For all women who have given birth, prevention planning should consist of an unstructured debriefing in the postpartum ward by a nurse, midwife, or someone functioning in a similar capacity. Studies show that providing women the opportunity to talk about their feelings following delivery allows them to integrate and make sense of their birth experiences. One study of postpartum debriefing, which is regularly utilized in many British and Australian hospitals, showed that unstructured debriefing resulted in a significant decrease in the likelihood of depressive symptoms [207]. These results indicate that even a short meeting with a nurse or similar professional involving listening, support, counseling, and explanations may be sufficient to prevent PPD in some first-time mothers. Evidence in support of formal, structured debriefings is inconclusive [208,209,210].
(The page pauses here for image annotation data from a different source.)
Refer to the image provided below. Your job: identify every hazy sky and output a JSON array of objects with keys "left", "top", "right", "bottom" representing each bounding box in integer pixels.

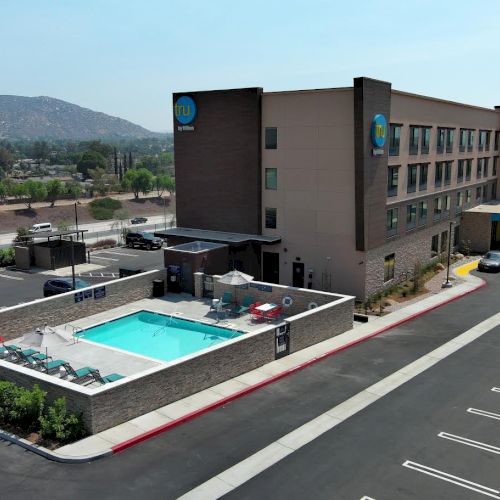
[{"left": 0, "top": 0, "right": 500, "bottom": 131}]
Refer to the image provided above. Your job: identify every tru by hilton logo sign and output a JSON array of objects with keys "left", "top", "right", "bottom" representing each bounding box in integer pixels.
[{"left": 174, "top": 95, "right": 197, "bottom": 132}]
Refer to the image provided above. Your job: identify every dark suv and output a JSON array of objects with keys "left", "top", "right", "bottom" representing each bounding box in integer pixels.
[{"left": 125, "top": 233, "right": 163, "bottom": 250}]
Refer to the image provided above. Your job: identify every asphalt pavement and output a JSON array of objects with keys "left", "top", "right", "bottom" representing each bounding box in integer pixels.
[{"left": 0, "top": 275, "right": 500, "bottom": 500}]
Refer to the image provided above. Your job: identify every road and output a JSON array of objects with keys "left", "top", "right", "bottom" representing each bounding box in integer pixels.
[
  {"left": 0, "top": 214, "right": 172, "bottom": 248},
  {"left": 0, "top": 275, "right": 500, "bottom": 500}
]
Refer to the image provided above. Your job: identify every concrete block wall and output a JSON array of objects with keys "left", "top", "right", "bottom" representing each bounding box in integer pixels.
[{"left": 0, "top": 269, "right": 166, "bottom": 340}]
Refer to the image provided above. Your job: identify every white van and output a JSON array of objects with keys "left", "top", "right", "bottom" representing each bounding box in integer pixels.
[{"left": 30, "top": 222, "right": 52, "bottom": 233}]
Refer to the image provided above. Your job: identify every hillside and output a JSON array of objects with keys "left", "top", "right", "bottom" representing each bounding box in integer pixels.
[{"left": 0, "top": 95, "right": 162, "bottom": 140}]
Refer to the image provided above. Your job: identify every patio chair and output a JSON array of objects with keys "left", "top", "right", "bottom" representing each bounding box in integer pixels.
[
  {"left": 62, "top": 363, "right": 99, "bottom": 384},
  {"left": 92, "top": 370, "right": 125, "bottom": 384},
  {"left": 235, "top": 295, "right": 254, "bottom": 316}
]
A single, brief cognitive behavioral therapy session taking place prior to being discharged from the hospital has also been shown to be effective in preventing PPD in at-risk women. In this study, women were considered to be at-risk if they were experiencing elevated depressive symptoms shortly after birth. The therapy given was a one-hour, individual session consisting of education, support, empathetic listening, and a cognitive-behavioral approach to dealing with ideas of perfectionistic standards. The researchers concluded that a single, brief intervention provided to high-risk women focusing on education, support, and modification of maladaptive thoughts can help to reduce the incidence of PPD [207]. While long-term effectiveness remains unclear, psychosocial and psychologic interventions (i.e., professionally based postpartum home visits, telephone-based peer support, interpersonal psychotherapy) have been found to significantly reduce the number of women who develop PPD [201].

Prevention studies involving care by midwives or other healthcare professionals suggest that the incidence of PPD in the general population may be reduced by providing personalized care to women in the hospital and at home after childbirth [201]. Continuity of care is ensured if the same professional provides personalized care during home visits. Ideally, the same nurse or midwife would provide care throughout the antepartum and postpartum periods, tailoring the care to the individual woman's needs rather than to a standardized care plan. A program focused on continuity of care, individualization, and emotional support has the potential to prevent or minimize the effects of PPD and could be implemented for many pregnant patients [201,207,221,222]. Home visits should become the standard of care of at-risk women [201].

If utilized, it is advised that, upon completion of labor, the patient is given 100 mg of progesterone by injection daily for seven days, followed by a 400 mg suppository twice daily until the return of menstruation. The dosage of suppositories may be increased if the mother experiences a return of mild early symptoms. Each woman should also be equipped with information about the symptoms of PPD [10]. At the end of two months, if menstruation has not begun and no symptoms appear, the number of suppositories may be reduced and then discontinued. If menstruation has begun and symptoms appear, progesterone should be given from day 14 of the cycle until the next menstruation. Natural progesterone should only be given in the prescribed method of administration. Studies have been conducted on progesterone preventive treatment in 1985, 1989, 1994, and 1995 [10]. In these studies, the prevention of symptom recurrence was 90% to 92% successful.